Implementing tuple load balancing

SPL standard and specialized toolkits > spl 1.4.0 > spl.utility > Gate > Implementing tuple load balancing

A ThreadedSplit operator can be used to split a stream and process tuples in parallel. This method works for many applications. If the processing time of a tuple varies considerably depending on the tuple data, however, it might cause problems when a tuple with a long processing time causes subsequent tuples to be backed up in the stream that is waiting for processing. This problem can occur even though there might be another thread available and idle. This problem can be aggravated by tuples that are in a TCP/IP connection to another processing element (PE).

To ensure that the load is balanced, a ThreadedSplit operator with a buffer size of 1 can be tied to two or more Gate operators with a maximum unacknowledged tuple count of 1 or more. The ThreadedSplit and the Gate operators must be on the same PE to avoid tuples queued between PEs. To put operators on the same PE, use a partitionColocation placement config.

The Gate operator allows only the specified number of tuples to pass at a time. It waits until a subsequent operator acknowledges receipt of the tuple before it passes the next tuple.
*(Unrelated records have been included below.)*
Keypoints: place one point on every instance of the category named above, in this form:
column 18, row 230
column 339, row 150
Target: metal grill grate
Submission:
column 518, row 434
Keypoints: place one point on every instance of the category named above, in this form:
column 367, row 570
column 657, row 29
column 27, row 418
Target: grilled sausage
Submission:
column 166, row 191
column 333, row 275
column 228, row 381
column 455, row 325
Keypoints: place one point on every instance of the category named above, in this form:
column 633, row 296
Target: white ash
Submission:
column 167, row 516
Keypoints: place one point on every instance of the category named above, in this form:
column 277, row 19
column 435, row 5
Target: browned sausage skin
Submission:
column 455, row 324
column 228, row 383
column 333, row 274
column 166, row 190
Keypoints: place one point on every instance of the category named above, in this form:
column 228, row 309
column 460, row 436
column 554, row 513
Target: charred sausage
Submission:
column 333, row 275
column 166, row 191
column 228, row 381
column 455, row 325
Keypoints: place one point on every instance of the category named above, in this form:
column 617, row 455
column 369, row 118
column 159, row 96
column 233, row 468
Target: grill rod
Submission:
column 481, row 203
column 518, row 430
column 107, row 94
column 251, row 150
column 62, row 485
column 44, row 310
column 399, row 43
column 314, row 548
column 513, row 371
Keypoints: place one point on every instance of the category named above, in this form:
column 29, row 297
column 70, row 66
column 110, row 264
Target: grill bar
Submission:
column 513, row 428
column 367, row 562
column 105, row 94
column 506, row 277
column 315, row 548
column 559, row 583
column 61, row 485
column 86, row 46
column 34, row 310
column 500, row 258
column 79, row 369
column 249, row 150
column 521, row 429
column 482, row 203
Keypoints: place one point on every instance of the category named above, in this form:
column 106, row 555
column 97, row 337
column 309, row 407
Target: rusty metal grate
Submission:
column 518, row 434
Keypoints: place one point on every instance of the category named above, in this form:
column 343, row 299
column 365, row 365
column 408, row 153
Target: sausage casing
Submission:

In this manner, no tuple can ever be queued behind another, waiting to be processed.

The following example demonstrates balancing the load:


composite Main {                                                                               
  graph                                                                                        
    // Generate a stream of data to process                                                    
    stream<uint32 i> I = Beacon(){                                                             
      logic                                                                                    
        state : mutable uint32 c = 0 ;                                                         
    output                                                                                     
        I : i = c ++ ;                                                                         
    }                                                                                          
                                                                                           
    // Split the stream into 2 streams.  Use a following Gate to ensure load balancing         
    (stream<I> X ; stream<I> Y)= ThreadedSplit(I){                                             
      param                                                                                    
        bufferSize : 1u ;                                                                      
      config                                                                                   
        placement : partitionColocation("Split"), // ensure same PE as the Gates               
                    partitionExlocation("Process");                                            
    }                                                                                          
                                                                                           
    stream<I> O0 = Gate(X ; Control0){                                                 
      param                                                                                    
        maxUnackedTupleCount : 1u ;                                                            
      config                                                                                   
        placement : partitionColocation("Split"); 
        // ensure same PE as ThreadedSplit                                                    
    }                                                                                          
                                                                                       
    stream<I> O1 = Gate(Y ; Control1){                                                   
      param                                                                                    
        maxUnackedTupleCount : 1u ;                                                            
      config                                                                                   
        placement : partitionColocation("Split"); 
        // ensure same PE as ThreadedSplit                                                                                              
    }                                                                                          
                                                                                           
    (stream<I> R0 as out ; stream<uint32 i> Control0 as control)= Custom(O0 as In){            
      logic                                                                                    
        onTuple In : {                                                                         
          // do some processing                                                                
          submit(In, out); // forward tuple                                                    
          submit({ i = 1u }, control);                                                         
        }                                                                                      
        // Place on a different PE from Gate or other processing operator                      
                                                                                           
      config                                                                                   
        placement : partitionExlocation("Process");                                            
    }                                                                                          
                                                                                           
    (stream<I> R1 as out ; stream<uint32 i> Control1 as control)= Custom(O1 as In){
      logic                                                                                    
        onTuple In : {                                                                         
          // do some processing                                                                
          submit(In, out); // forward tuple                                                    
          submit({ i = 1u }, control);                                                         
        }                                                                                      
        // Place on a different PE from Gate and other processing operator                     
                                                                                           
      config                                                                                   
        placement : partitionExlocation("Process");                                            
    }                                                                                          
}